Interne en externe kwaliteitszorg in het basisonderwijs

Geplaatst op 1 juni 2016

Samenhang kwaliteitszorg en schoolontwikkeling

De casestudies maken duidelijk dat er door scholen een sterke samenhang wordt ervaren tussen enerzijds kwaliteitszorg en anderzijds schoolontwikkeling. Op die scholen waar men vergevorderd is met een brede, systematische en cyclische aanpak van de kwaliteitszorg, lijkt een ontwikkeling gaande richting lerend vernieuwen als veranderingsaanpak. Daarin speelt mogelijk een rol dat er voor alle betrokkenen meer structuur, lijn en samenhang wordt herkend. Er is in sterkere mate dan op andere scholen sprake van een dialoog tussen management en team waarin innovaties ingebracht kunnen worden vanuit alle geledingen. Dat maakt het bijvoorbeeld voor teamleden relevanter hun deskundigheid verder te ontwikkelen, een actieve rol te vervullen in het verbeteren van de kwaliteit van het onderwijs en medeverantwoordelijkheid te dragen voor het schoolbeleid.
Bij deze conclusie past de aanbeveling om de aandacht voor het ontwikkelen van een cyclisch proces van kwaliteitszorg op scholen verder te stimuleren en ondersteunen. Belangrijke voorwaarde daarvoor lijkt het bevorderen van de competentie bij schoolleiders in onderzoeksmatig leidinggeven en het benutten van data voor het evalueren en bijsturen van hun beleid, en/of de mogelijkheid om externe deskundigheid daarbij in te huren. Het bovenschools niveau kan hier een stimulerende en ondersteunende rol vervullen.
Eveneens uit de casestudies komt naar voren dat een goed systeem van kwaliteitszorg leidt tot meer samenhang binnen de school. Keuzes op verschillende beleidsterreinen, zoals visieontwikkeling, aanschaf en implementatie van nieuwe methodes, en professionaliserings- en personeelsbeleid worden beter
op elkaar afgestemd. Ook deze conclusie steunt een aanbeveling om blijvend aandacht te besteden aan
het bevorderen van interne kwaliteitszorg, gerelateerd aan schoolontwikkeling, in het onderwijs.

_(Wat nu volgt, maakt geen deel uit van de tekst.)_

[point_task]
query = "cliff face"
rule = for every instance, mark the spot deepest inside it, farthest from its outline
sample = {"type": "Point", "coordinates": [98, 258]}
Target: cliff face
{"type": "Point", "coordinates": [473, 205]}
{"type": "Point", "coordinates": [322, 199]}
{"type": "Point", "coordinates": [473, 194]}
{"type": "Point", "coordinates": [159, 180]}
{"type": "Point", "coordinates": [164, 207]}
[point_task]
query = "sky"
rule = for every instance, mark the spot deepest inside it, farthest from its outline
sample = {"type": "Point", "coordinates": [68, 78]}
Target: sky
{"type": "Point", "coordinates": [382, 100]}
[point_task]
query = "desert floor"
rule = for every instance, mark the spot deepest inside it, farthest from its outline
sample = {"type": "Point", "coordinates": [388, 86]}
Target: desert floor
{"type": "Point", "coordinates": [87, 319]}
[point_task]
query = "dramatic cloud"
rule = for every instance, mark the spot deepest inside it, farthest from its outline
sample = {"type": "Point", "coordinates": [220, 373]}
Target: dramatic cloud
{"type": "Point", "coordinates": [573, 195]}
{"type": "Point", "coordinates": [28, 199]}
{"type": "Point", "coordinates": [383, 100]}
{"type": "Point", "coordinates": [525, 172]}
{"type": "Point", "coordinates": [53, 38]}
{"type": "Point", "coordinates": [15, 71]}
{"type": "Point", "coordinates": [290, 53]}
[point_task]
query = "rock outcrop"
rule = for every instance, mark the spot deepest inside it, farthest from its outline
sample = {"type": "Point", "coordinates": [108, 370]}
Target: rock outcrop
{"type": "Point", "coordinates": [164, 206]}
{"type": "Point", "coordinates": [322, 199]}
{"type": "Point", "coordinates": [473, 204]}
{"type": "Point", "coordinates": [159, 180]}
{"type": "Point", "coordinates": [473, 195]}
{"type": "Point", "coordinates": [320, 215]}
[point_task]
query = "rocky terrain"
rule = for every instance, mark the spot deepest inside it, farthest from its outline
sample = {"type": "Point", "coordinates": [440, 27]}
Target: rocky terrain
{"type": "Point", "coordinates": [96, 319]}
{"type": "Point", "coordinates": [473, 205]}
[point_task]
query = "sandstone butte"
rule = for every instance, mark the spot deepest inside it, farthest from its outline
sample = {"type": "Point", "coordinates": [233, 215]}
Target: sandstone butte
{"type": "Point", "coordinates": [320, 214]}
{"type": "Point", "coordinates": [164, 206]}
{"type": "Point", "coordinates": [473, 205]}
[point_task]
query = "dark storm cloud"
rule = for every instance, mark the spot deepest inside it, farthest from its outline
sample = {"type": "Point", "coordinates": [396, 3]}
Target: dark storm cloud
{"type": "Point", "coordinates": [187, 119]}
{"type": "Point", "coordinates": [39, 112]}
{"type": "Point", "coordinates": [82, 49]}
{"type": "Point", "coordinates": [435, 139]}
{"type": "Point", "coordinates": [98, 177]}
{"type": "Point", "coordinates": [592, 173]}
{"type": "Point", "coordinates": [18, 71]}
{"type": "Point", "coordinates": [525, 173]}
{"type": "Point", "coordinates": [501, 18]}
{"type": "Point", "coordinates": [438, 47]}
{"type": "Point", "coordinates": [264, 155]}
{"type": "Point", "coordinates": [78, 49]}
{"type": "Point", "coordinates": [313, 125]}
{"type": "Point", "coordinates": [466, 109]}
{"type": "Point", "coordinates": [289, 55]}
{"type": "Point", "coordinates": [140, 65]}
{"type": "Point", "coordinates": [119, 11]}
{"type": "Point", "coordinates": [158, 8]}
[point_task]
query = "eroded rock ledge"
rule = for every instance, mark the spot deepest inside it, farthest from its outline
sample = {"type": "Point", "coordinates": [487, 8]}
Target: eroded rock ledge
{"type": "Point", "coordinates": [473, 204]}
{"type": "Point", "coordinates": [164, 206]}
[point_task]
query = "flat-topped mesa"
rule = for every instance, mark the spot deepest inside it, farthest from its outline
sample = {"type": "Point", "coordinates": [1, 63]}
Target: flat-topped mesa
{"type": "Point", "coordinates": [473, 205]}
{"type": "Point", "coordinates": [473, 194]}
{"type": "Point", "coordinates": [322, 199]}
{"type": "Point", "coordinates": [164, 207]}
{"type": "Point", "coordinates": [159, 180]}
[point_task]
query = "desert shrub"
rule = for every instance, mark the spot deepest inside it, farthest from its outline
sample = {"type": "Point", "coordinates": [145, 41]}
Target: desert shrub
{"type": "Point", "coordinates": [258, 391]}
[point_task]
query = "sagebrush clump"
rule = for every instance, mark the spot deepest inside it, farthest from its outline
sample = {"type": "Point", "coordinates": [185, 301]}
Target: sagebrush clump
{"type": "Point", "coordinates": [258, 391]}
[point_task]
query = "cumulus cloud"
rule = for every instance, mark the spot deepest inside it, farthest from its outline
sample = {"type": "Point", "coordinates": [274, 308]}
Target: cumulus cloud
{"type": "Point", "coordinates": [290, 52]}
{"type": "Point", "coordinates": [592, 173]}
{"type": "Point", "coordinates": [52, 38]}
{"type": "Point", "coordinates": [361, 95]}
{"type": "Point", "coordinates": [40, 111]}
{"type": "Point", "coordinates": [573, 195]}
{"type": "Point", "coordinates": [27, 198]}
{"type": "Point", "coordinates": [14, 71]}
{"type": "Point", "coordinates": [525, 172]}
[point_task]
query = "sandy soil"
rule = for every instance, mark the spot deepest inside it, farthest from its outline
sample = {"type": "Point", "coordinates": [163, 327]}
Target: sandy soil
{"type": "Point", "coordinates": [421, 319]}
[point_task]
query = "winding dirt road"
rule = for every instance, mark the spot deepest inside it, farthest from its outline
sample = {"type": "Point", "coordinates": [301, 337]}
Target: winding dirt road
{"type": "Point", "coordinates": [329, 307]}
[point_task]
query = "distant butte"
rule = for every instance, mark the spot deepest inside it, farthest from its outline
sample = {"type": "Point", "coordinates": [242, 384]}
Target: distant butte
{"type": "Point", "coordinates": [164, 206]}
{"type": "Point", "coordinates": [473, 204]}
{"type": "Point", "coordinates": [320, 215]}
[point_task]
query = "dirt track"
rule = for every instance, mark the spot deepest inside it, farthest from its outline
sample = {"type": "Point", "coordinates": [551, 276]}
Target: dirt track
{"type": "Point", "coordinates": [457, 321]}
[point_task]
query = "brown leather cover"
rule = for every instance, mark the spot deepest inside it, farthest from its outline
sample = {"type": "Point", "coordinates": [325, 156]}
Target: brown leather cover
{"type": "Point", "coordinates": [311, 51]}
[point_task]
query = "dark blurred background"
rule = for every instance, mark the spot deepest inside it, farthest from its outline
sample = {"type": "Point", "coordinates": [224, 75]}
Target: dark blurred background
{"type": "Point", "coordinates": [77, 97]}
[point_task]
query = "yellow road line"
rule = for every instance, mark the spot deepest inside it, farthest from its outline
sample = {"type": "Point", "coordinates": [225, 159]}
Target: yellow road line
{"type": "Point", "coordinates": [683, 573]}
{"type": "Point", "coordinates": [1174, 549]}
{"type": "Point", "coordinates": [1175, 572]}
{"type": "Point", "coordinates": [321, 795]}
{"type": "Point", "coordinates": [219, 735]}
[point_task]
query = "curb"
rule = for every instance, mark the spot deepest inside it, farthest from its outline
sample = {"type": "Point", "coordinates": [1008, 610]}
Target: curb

Weinig uitwisseling tussen scholen

Uitwisseling van kwaliteitszorggegevens tussen scholen onderling, bijvoorbeeld binnen het eigen schoolbestuur, gebeurt momenteel nog weinig. Het bovenschools management zou daarin een meer actieve rol kunnen vervullen. Momenteel lijkt het bovenschools management zich nog vooral te richten op
het ontwikkelen en implementeren van een gestandaardiseerd format voor kwaliteitszorg en met het opstarten van bovenschoolse vergelijkingen. Er zijn in de casestudies niet echt veel scholen die hun bestuur of het bovenschools management noemen als bevorderende factor voor schoolontwikkeling of
kwaliteitszorg. Vooral een te sterke nadruk op alleen de leerlingresultaten gecombineerd met weinig oog voor de inspanningen van het team, of langzame molens als het gaat om de toekenning van financiële middelen en het inspelen op groei van het aantal leerlingen, roepen frustratie op.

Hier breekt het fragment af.